[Sca-cooks] Candle Chafers was burn marks

grizly grizly at mindspring.com
Thu Nov 30 05:38:57 PST 2006



-----Original Message-----
> > > > > > 3) It won't help much if you then proceed to cook over a fire
made
with sappy, tarry wood, such as pine.

4) Especially if using industrial soaps, don't soap the inch nearest
to the pot rim. Getting any of this into the food can make folks sick.

Stefan < < < < < <

This is another reason I am leaning towards coal-type heat source.  Cooking
is most likely to be effective over a bed of coals rather than an
inconsistent and widly uncontrollable flame.  Flames are where the biggest
soot problems have come from in my old backpacking/Scouting days of cooking
on campfires.  Less flames means less soot, and less grime cleanup.

Expense and time are real considerations in creating a new idea and solution
for the problem.  The candle under a dish could be a solution that costs
little of either.  Two more thoughts/suggestions:

1) trim the wick of the candle.  Long wicks produce inefficient fuel burning
and more smoking, thus more cleanup possibility.

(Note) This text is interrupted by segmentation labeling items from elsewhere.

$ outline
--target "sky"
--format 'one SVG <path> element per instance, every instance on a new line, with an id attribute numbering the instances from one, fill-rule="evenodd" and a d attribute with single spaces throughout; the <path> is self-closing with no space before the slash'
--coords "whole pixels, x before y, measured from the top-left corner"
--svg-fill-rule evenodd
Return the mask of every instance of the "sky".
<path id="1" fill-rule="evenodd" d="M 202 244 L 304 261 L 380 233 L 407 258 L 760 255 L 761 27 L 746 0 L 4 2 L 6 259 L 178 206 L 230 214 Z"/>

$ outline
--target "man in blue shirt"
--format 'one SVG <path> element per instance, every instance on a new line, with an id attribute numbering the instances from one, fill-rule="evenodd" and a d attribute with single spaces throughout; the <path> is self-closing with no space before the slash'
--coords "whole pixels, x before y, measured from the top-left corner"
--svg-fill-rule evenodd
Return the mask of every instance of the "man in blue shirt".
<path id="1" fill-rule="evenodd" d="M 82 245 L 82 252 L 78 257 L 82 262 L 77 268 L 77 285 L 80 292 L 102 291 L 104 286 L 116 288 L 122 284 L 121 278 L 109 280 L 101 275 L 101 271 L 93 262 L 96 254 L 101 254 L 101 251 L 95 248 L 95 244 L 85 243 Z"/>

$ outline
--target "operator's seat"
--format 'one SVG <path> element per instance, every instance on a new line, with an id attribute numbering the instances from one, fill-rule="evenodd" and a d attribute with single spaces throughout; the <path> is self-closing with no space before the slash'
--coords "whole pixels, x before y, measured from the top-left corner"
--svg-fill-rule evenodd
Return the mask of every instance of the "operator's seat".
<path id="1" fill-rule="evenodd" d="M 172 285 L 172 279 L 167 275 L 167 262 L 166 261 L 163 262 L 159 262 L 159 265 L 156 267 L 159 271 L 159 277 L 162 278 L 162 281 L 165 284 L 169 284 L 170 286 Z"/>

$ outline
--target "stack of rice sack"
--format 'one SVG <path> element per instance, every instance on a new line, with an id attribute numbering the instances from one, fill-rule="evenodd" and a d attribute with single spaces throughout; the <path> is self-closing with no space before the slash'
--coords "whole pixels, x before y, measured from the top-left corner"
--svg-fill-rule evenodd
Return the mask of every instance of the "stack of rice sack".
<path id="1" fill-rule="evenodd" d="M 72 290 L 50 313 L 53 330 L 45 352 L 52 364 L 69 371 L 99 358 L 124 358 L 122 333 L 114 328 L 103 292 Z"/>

2)  Consider some sort of heat diffuser to eliminate the quarter-sized patch
of burned food that could result from continuous heat and no stirring.  A
disk of meatal or mesh that the dish sits upon over the falme could collect
and diffuse the heat if close enough to the flame (you could even go closer
to the flame with such an item, and reduce the hot spot.  The outer water
pan of traditional chafing dishes fills this role admirably in most cases
making the steam the actual heat transfer vehicle to the food dish.